Et pourtant, ce pilote d'exception faillit bien se choisir une autre trajectoire. Il s'en est fallu de quelques plateaux d'argile. Invaincu lors des différents championnats britanniques de tirs au pigeon, il manque sa sélection pour les Jeux Olympiques de Rome en 1960. Cet échec ne va pas lui faire perdre le goût de la compétition et il va rapidement troquer le fusil pour le volant. Chez les Stewart, on aime les belles mécaniques. Après avoir disputé quelques courses à moto, Bob, le père, est devenu concessionnaire Jaguar dans sa ville écossaise de Dumbarton. Jimmy, le frère aîné de Jackie, a lui aussi fait une brillante carrière au sein de l'Ecurie Ecosse, disputant même le GP de Grande-Bretagne 1953 de Formule 1 sur une Cooper-Bristol. Un grave accident au Mans l'année suivante a mis un terme à sa carrière et refroidi dans le même temps les ardeurs de Jackie. Fort de cette notoriété et d'une excellente réputation professionnelle, le garage des Stewart accueille tous les propriétaires de voitures de sport de la région. L'un d'eux, enthousiasmé par le coup de volant de Jackie après un essai de révision, lui prête sa Marcos pour quelques épreuves de clubs. A son volant, Jackie fait ses débuts en course en avril 1961 à Oulton Park. Il dispute quatre courses cette saison et reporte deux victoires. Il rejoint bientôt les rangs de la prestigieuse Ecurie Ecosse et au volant des Jaguar E, Tojeiro ou Porsche il collectionne 14 victoires sur 23 courses en 1963, battant au passage de nombreux records du tour. Une réputation déjà prometteuse qui lui vaut d'être contacté par Ken Tyrrell pendant l'hiver 1963. En charge de l'écurie officielle Cooper-BMC de Formule 3, le manager britannique cherche un pilote capable de succéder à l'Américain Tim Mayer qui vient d'accéder à la Formule 1.
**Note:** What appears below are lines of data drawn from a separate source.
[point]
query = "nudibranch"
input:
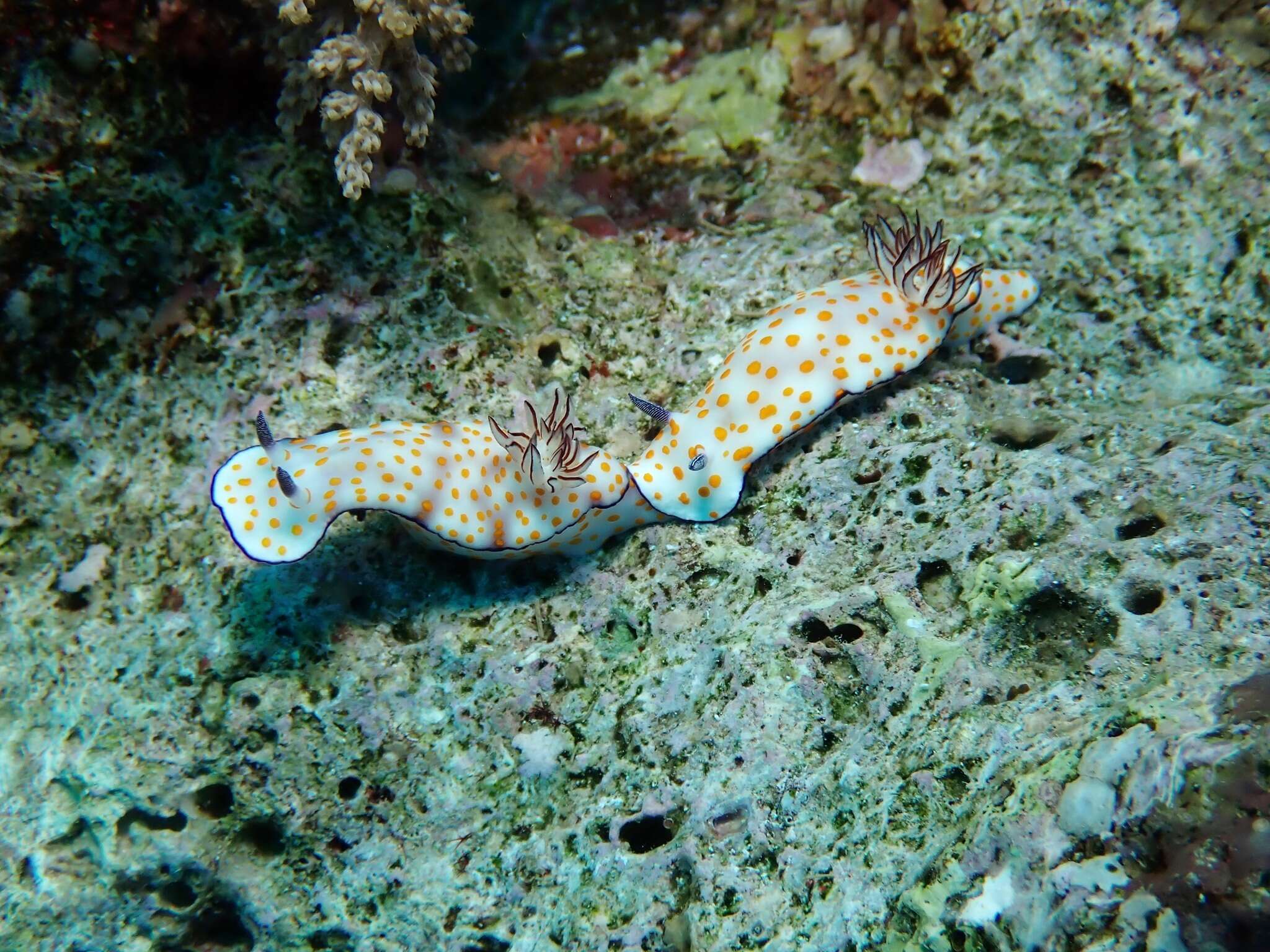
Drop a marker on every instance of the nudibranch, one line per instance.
(486, 490)
(817, 350)
(477, 488)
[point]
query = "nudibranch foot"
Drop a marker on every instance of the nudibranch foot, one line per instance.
(817, 350)
(482, 489)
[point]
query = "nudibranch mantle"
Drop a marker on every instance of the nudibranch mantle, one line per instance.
(488, 491)
(817, 350)
(474, 488)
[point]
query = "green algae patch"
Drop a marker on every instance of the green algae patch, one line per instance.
(724, 103)
(1000, 584)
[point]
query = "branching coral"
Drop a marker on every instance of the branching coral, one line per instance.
(349, 59)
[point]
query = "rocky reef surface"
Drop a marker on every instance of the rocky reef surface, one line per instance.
(980, 663)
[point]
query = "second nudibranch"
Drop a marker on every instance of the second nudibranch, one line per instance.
(474, 488)
(813, 352)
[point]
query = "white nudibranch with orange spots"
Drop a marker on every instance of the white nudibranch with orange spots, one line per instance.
(817, 350)
(475, 488)
(489, 491)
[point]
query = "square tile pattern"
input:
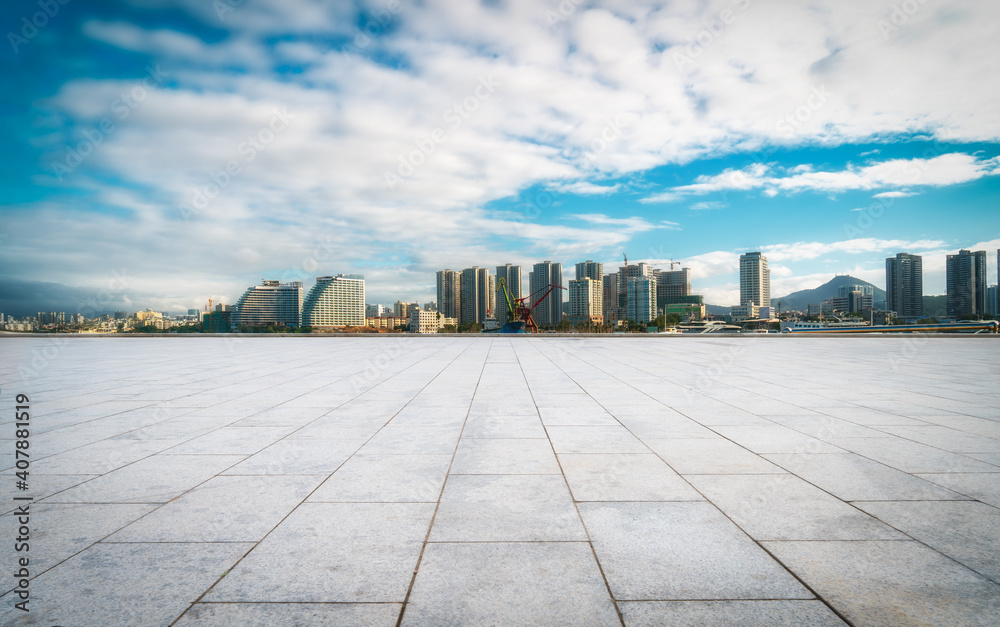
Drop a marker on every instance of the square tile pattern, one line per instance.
(505, 480)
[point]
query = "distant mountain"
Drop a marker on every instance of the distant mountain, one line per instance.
(831, 289)
(803, 298)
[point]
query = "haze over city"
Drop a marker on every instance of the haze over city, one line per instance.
(195, 148)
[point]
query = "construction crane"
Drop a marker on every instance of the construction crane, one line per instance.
(519, 310)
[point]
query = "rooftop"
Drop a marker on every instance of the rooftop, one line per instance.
(494, 480)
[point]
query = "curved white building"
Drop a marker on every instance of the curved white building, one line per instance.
(268, 304)
(335, 302)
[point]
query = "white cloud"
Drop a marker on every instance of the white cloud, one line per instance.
(941, 170)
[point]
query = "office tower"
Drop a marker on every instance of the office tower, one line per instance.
(586, 298)
(904, 285)
(592, 269)
(450, 293)
(512, 276)
(335, 302)
(966, 283)
(755, 280)
(640, 298)
(673, 284)
(549, 312)
(641, 269)
(610, 307)
(270, 303)
(475, 297)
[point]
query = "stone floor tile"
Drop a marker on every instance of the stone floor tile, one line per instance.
(298, 614)
(966, 531)
(892, 583)
(784, 507)
(506, 508)
(223, 509)
(623, 477)
(534, 583)
(125, 584)
(386, 479)
(703, 556)
(298, 456)
(729, 613)
(155, 479)
(854, 478)
(480, 456)
(58, 531)
(333, 552)
(704, 456)
(598, 439)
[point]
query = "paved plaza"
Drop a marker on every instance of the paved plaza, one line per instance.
(765, 480)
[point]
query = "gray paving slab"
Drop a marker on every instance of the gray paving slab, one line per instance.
(408, 440)
(223, 509)
(775, 439)
(494, 456)
(597, 439)
(485, 583)
(911, 457)
(299, 456)
(710, 456)
(155, 479)
(892, 583)
(784, 507)
(333, 552)
(680, 551)
(506, 508)
(966, 531)
(981, 486)
(59, 531)
(855, 478)
(623, 477)
(496, 425)
(386, 479)
(297, 614)
(730, 613)
(125, 584)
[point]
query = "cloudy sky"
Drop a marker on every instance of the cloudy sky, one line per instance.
(159, 153)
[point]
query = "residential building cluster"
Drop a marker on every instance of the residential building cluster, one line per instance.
(634, 292)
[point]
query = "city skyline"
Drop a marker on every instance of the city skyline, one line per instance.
(173, 154)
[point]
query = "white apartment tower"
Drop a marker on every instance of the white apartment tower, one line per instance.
(335, 301)
(755, 280)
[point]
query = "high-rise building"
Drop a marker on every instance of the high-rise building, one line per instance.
(755, 280)
(586, 298)
(475, 295)
(904, 285)
(450, 293)
(610, 308)
(512, 276)
(673, 284)
(965, 275)
(640, 298)
(591, 269)
(271, 303)
(544, 274)
(335, 301)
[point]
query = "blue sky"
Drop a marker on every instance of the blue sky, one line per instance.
(162, 153)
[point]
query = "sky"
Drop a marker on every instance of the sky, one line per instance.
(161, 153)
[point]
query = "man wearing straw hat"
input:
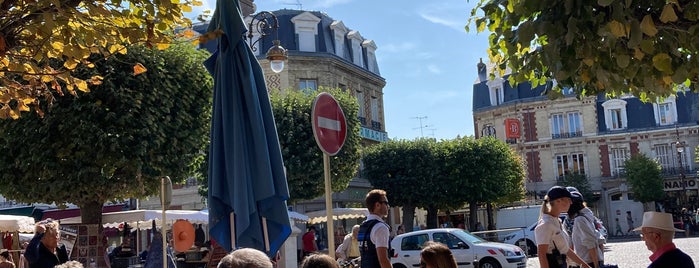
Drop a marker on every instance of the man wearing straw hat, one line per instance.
(657, 232)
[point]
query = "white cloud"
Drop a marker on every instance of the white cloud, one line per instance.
(452, 15)
(434, 69)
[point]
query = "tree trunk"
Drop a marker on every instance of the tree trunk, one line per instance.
(408, 217)
(489, 212)
(472, 215)
(432, 217)
(91, 212)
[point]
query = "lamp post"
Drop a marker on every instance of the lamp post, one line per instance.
(266, 23)
(680, 148)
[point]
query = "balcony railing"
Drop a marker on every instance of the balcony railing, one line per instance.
(566, 135)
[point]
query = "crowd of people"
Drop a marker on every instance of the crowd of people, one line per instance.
(584, 245)
(369, 241)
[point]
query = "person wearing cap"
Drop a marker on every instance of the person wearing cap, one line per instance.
(549, 232)
(6, 259)
(586, 238)
(657, 231)
(43, 250)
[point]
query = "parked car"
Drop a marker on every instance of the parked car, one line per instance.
(527, 242)
(465, 247)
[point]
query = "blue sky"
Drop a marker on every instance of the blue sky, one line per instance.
(424, 53)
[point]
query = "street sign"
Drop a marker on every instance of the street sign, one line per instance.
(329, 124)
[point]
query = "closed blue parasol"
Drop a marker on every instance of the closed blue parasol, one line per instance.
(246, 170)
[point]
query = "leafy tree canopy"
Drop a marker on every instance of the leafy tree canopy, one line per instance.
(117, 141)
(644, 177)
(604, 46)
(35, 34)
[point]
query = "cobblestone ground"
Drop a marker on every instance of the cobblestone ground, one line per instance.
(632, 252)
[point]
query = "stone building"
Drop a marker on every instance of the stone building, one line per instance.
(592, 136)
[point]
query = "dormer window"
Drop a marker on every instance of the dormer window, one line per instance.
(497, 94)
(665, 111)
(370, 47)
(306, 29)
(615, 114)
(339, 32)
(356, 41)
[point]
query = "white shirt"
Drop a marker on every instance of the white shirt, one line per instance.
(549, 231)
(379, 234)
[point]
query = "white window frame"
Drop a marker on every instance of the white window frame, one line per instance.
(617, 158)
(360, 101)
(497, 94)
(665, 111)
(664, 154)
(572, 162)
(374, 109)
(339, 32)
(357, 52)
(611, 107)
(308, 85)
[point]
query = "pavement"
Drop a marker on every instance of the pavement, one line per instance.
(631, 252)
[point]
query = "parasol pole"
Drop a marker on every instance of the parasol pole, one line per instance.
(165, 199)
(232, 218)
(328, 206)
(265, 233)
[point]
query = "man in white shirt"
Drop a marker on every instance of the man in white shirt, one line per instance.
(374, 232)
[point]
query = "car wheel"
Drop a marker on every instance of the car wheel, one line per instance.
(527, 246)
(488, 263)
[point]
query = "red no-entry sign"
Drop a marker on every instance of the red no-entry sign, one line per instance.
(329, 124)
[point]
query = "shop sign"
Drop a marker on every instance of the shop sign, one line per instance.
(373, 134)
(676, 185)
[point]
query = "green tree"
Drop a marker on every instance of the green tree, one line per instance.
(302, 157)
(639, 47)
(34, 33)
(644, 177)
(407, 170)
(488, 171)
(116, 142)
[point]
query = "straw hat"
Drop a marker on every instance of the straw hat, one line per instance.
(183, 234)
(658, 220)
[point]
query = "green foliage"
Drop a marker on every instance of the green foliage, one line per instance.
(644, 177)
(117, 141)
(408, 170)
(445, 174)
(641, 47)
(302, 157)
(487, 169)
(580, 182)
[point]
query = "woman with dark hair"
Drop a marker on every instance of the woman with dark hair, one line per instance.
(551, 238)
(585, 235)
(436, 255)
(6, 259)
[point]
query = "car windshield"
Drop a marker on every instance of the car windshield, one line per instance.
(463, 234)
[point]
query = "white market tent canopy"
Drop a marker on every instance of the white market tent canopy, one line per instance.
(338, 214)
(141, 219)
(11, 223)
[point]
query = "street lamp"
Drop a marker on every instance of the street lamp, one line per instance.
(267, 23)
(680, 148)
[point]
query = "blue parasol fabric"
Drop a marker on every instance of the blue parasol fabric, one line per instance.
(246, 170)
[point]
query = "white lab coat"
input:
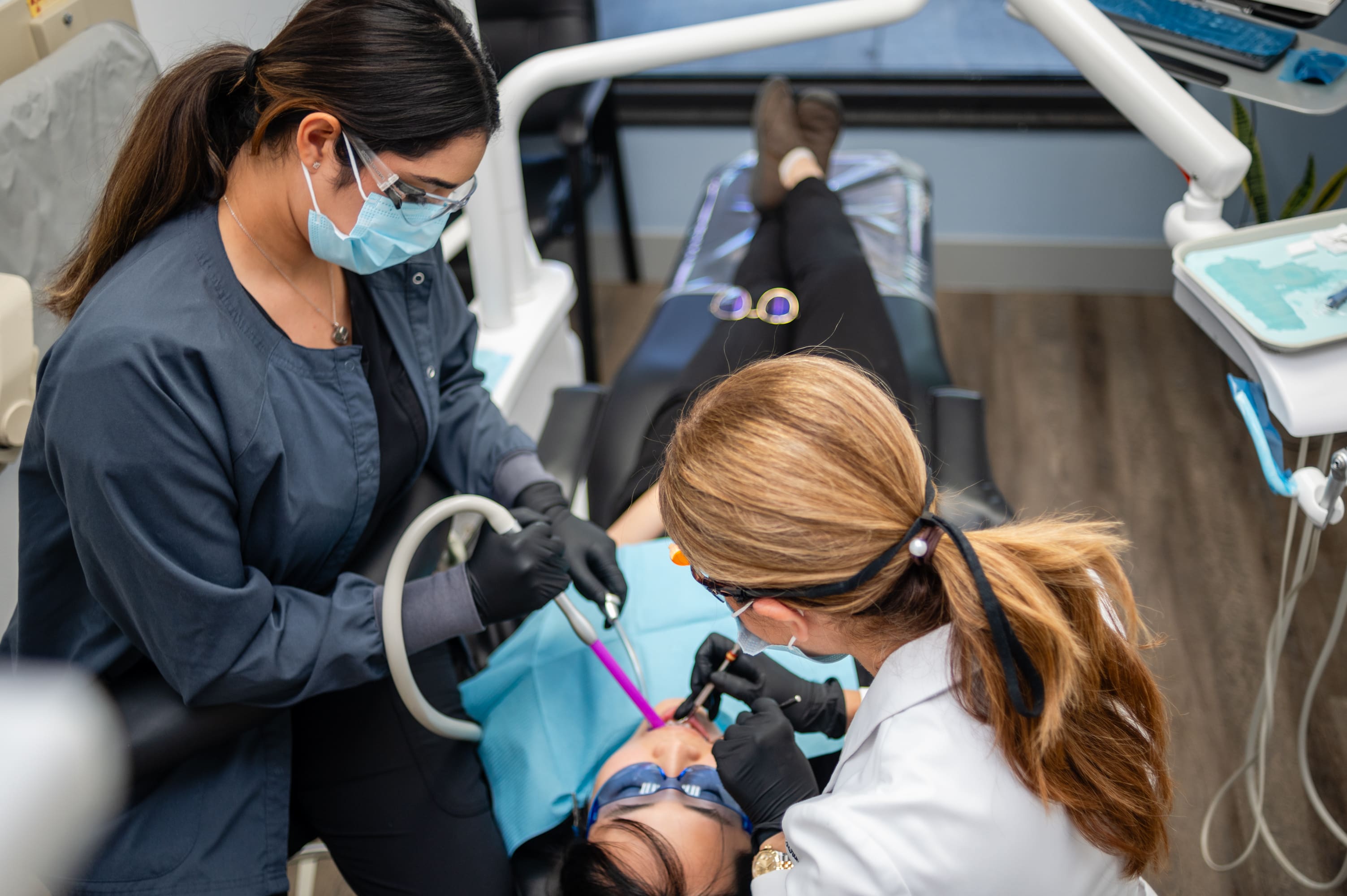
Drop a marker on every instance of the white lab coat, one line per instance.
(923, 803)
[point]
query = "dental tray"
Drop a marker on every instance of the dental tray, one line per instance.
(1202, 30)
(1275, 280)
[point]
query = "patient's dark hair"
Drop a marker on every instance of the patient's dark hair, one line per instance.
(591, 870)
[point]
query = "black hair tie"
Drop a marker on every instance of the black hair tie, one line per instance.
(1016, 663)
(251, 68)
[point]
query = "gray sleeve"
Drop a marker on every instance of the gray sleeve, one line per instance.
(436, 609)
(516, 474)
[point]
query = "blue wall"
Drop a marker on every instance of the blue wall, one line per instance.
(1038, 186)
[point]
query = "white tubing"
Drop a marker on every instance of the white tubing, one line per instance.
(1255, 768)
(395, 646)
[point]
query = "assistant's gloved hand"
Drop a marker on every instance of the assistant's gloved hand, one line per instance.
(589, 551)
(822, 708)
(763, 768)
(515, 574)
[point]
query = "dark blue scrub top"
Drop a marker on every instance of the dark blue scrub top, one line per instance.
(192, 486)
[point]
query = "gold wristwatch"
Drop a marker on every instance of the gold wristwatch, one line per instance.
(769, 860)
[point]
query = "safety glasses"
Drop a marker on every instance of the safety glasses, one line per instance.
(646, 783)
(773, 306)
(415, 204)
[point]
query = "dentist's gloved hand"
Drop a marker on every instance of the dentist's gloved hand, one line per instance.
(589, 551)
(515, 574)
(763, 768)
(822, 708)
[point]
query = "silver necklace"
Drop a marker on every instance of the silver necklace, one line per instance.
(341, 336)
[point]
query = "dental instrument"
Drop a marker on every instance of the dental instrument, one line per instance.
(395, 647)
(612, 608)
(1318, 495)
(587, 634)
(706, 689)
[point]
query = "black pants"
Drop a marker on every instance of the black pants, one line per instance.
(809, 247)
(402, 810)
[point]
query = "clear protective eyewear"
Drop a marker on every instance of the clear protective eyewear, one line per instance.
(415, 204)
(775, 306)
(646, 783)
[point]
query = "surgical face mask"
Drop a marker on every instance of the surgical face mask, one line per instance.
(383, 236)
(752, 645)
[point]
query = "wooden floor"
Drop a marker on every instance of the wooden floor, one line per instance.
(1117, 406)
Convoqué à Goodwood par un froid matin de décembre, Jackie Stewart ne va pas manquer de surprendre son monde. Pour ses débuts en monoplace, il égale les temps réalisés par Bruce McLaren, le premier pilote de l'écurie en F1. Décontenancé, le Néo-Zélandais, reprend le volant de la petite Cooper F3 et améliore ses temps de près de deux secondes. Stewart repart à son tour et fait tout de suite aussi bien. John Cooper, pourtant avare de compliments finit alors par confier à Tyrrell : "Surtout ne lache pas ce Stewart, fais le signer tout de suite !" Tout va alors aller très vite et le duo Stewart-Cooper-BMC devient rapidement imbattable. Avec 11 victoires sur 13 courses, il fait figure d'épouvantail, à tel point que terminer second derrière lui équivaut pour ses adversaires à une victoire. Dès l'été 1964, il n'a plus rien à prouver en F3 et les propositions pleuvent : Formule 2, Sport-Prototypes, Saloon Cars et déjà Formule 1. Stewart ne veut pas brûler les étapes. S'il essaye bien une Lotus F1 avant le GP d'Angleterre, il préfère continuer son apprentissage en F2 et rapidement cette formule devient aussi étriquée que la précédente. Les portes de la Formule 1 lui sont grandes ouvertes. Cooper, Lotus et BRM veulent s'attacher les services de ce pilote dont l'ascension semble sans limite. S'il dispute sa première course en F1 sur une Lotus, (en remplacement de Jim Clark blessé... dans une bataille de boules de neige), c'est avec BRM qu'il signe pour la saison 1965. Un choix raisonnable et déjà d'une grande maturité : "la place de second pilote n'a jamais été confortable chez Lotus. Il y a moins de pression pour un débutant chez BRM et Graham Hill est un merveilleux professeur." Et Stewart va effectivement progresser à son rythme... c'est à dire de façon météorique : premier GP en Afrique du Sud en janvier et premier point au championnat, première victoire (hors-championnat) en mai à Silverstone devant Surtees, et première victoire en championnat en Italie en septembre...Dès sa première saison, Stewart fait partie de l'élite et se place au sommet (3e du Championnat du Monde derrière Jim Clark et Graham Hill).